Background: Although cancer patients and caregivers agree, that psychosocial care should be offered there are still limited data on the need for particular interventions in primary therapy and on the question, which psychosocial services are really important.
Methods: 265 cancer patients were investigated during their primary care in two hospitals. The patients were on average 61 years old, 58% female, educational level of 54% primary, 22% secondary, and 17% high school. The cancer had been diagnosed on average 33 months ago. 36% were in primary care, 32% in after-care and 24% in relapse treatment. Main diagnoses were breast cancer (30%), colon cancer (13%), lymphoma/leukaemia (12%) and lung cancer (6%).
Results: As the most important interventions, the patients rated “psychological individual counselling” (50%), psychological pain therapy (49%), social counselling (45%) and relaxation training (37%). Patients expect from a psycho-oncology service, that it helps them “to recognize what is important in life” (66%), “to see the good things in life” (58%), to support coping and to help the patients to understand what cancer means for him or herself (53%).
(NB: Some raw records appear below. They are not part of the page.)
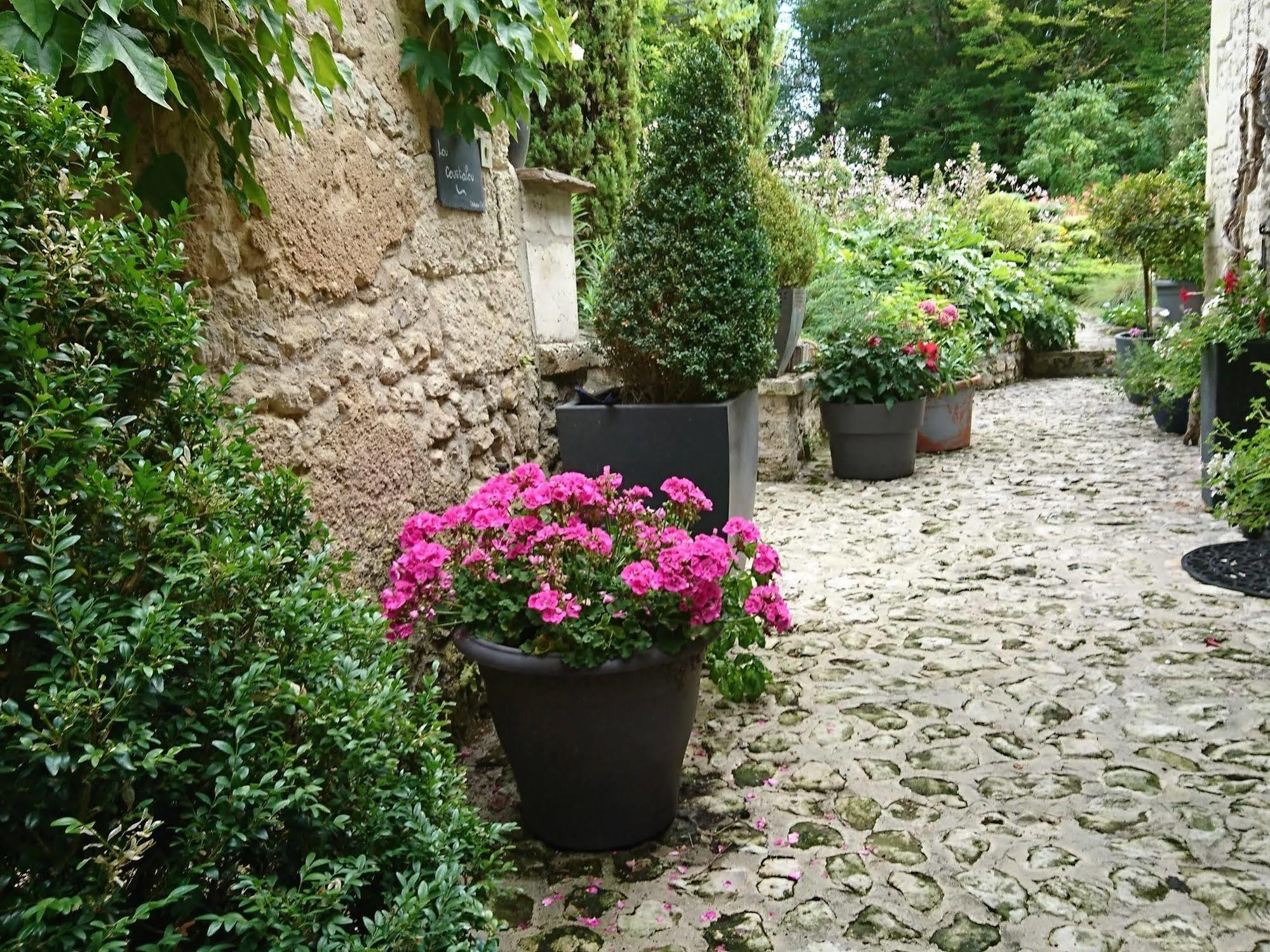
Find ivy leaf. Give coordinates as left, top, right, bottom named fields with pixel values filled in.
left=305, top=0, right=344, bottom=33
left=309, top=33, right=346, bottom=89
left=0, top=10, right=79, bottom=76
left=494, top=17, right=534, bottom=60
left=75, top=11, right=175, bottom=109
left=399, top=37, right=455, bottom=93
left=13, top=0, right=57, bottom=43
left=423, top=0, right=480, bottom=29
left=459, top=39, right=512, bottom=91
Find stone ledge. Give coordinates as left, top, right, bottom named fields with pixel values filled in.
left=758, top=373, right=815, bottom=396
left=516, top=169, right=596, bottom=194
left=1023, top=351, right=1114, bottom=379
left=539, top=339, right=605, bottom=377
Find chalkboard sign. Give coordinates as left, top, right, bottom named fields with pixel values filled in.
left=432, top=128, right=485, bottom=212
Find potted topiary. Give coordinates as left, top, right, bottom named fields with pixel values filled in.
left=815, top=315, right=940, bottom=479
left=917, top=303, right=983, bottom=453
left=1199, top=262, right=1270, bottom=504
left=381, top=464, right=790, bottom=849
left=749, top=152, right=820, bottom=376
left=557, top=37, right=777, bottom=530
left=1090, top=171, right=1206, bottom=403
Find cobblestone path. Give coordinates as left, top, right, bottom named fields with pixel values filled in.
left=474, top=380, right=1270, bottom=952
Discussion: The fact that more than half of the patients stress the importance of psychological as well as social counselling indicates that having a team of psychotherapists and social workers would be the best solution. Based on the fact that 61% of the patients would like a close cooperation between the psychosocial service and medical doctors, an integrational care model or a liaison service would best meet the needs of cancer patients.